History for Atheists podcast launched

Earlier this year, a new podcast was launched by the History for Atheists website, authored by Tim O’Neill, an atheist, sceptic and rationalist. The podcast, also called History for Atheists, supplements O’Neill’s video channel and blog, both of which do an excellent job of examining the misuse of history in frequently-used atheists arguments.

O’Neill’s blog has been online since 2015, and exists, he says, because ‘atheist activism has a history problem’. In response, the blog offers well researched and well argued long-form articles on some of the most vexed issues in the religion-atheism debate.

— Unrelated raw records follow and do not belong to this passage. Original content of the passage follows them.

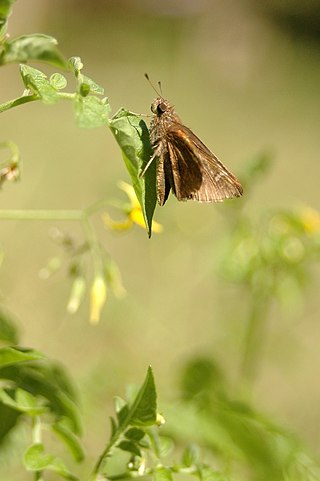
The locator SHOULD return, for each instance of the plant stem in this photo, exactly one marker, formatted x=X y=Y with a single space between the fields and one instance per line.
x=254 y=340
x=36 y=439
x=19 y=101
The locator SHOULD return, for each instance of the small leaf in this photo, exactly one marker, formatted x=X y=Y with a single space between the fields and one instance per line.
x=119 y=403
x=122 y=415
x=132 y=135
x=75 y=65
x=5 y=11
x=144 y=409
x=162 y=473
x=114 y=426
x=134 y=434
x=84 y=90
x=91 y=111
x=209 y=474
x=58 y=81
x=35 y=459
x=11 y=355
x=37 y=81
x=70 y=440
x=191 y=455
x=23 y=402
x=129 y=447
x=33 y=47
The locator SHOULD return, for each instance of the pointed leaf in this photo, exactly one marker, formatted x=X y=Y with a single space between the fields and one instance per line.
x=132 y=135
x=8 y=330
x=35 y=459
x=37 y=81
x=161 y=473
x=5 y=11
x=129 y=447
x=58 y=81
x=144 y=409
x=33 y=47
x=191 y=455
x=70 y=440
x=134 y=434
x=94 y=87
x=114 y=426
x=91 y=111
x=23 y=402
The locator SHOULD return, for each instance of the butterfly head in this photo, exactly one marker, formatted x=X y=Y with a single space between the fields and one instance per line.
x=160 y=106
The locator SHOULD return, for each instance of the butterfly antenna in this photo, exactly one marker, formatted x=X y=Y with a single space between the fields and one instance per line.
x=158 y=92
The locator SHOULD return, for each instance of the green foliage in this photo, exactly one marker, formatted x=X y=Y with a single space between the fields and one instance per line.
x=132 y=136
x=268 y=257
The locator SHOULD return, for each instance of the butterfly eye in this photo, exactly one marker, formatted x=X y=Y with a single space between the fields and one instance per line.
x=161 y=108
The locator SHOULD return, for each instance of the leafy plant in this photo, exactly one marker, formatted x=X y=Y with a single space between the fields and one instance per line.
x=269 y=258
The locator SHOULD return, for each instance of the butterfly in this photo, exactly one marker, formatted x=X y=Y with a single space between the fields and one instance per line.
x=184 y=164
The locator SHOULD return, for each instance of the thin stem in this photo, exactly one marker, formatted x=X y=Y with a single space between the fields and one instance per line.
x=41 y=214
x=37 y=439
x=254 y=340
x=19 y=101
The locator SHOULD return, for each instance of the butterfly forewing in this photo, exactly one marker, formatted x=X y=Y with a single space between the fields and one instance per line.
x=204 y=177
x=184 y=163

‘Rationalists are meant to check their facts, do their research, respect the consensus of experts, and put the things they would like to be true aside and work with what can be confirmed based on evidence,’ O’Neill says. His disappointment with new atheist authors such as AC Grayling and Sam Harris who promote debunked stories, fringe theories and pseudo-historical myths, which then get recycled in countless blogs and memes, led him to start History for Atheists. He talks about the reasoning behind his work in the video below.

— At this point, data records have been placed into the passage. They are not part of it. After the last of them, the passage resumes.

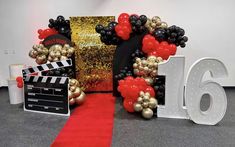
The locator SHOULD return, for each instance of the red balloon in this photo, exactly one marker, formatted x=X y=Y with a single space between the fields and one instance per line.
x=122 y=17
x=172 y=48
x=128 y=105
x=20 y=84
x=150 y=90
x=19 y=79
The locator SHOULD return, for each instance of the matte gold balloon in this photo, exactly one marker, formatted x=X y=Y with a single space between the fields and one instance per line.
x=72 y=101
x=138 y=107
x=147 y=113
x=80 y=99
x=152 y=103
x=72 y=88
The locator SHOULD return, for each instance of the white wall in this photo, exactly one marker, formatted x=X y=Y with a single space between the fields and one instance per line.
x=208 y=24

The new podcast has posted 10 episodes since it launched, with titles such as ‘Did Jesus Exist? Yes (Probably)’, ‘The Great Library of Alexandria’, and ‘The Galileo Affair’. It also has interviews with Seb Falk, author of The Light Ages, which challenges misconceptions about faith and science in the Middle Ages, and Tom Holland, whose book Dominion argues that many of the values of Western secular societies derive from Christianity.

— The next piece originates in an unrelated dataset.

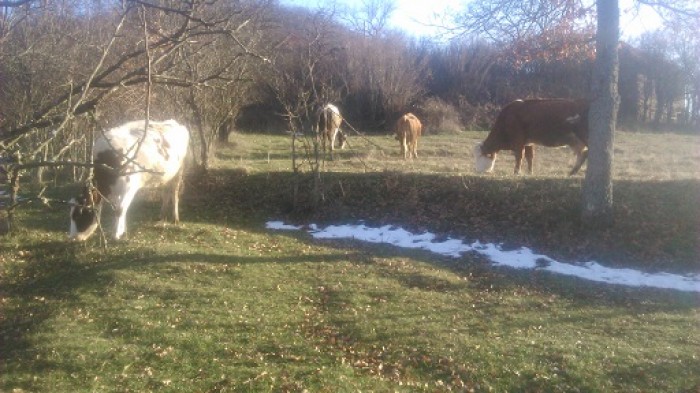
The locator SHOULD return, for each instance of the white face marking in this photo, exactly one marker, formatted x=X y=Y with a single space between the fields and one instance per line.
x=483 y=163
x=573 y=119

History for Atheists is refreshingly unusual in providing atheism with a self-critical voice while remaining committed to its non-theist position. O’Neill’s aim seems to be to help atheists make better and more intellectually honest arguments against God. But it is also valuable to those on the theist side of the debate, because it helps Christians as well as atheists to ask better questions, do better research, and engage more creatively in the issues which matter most to us.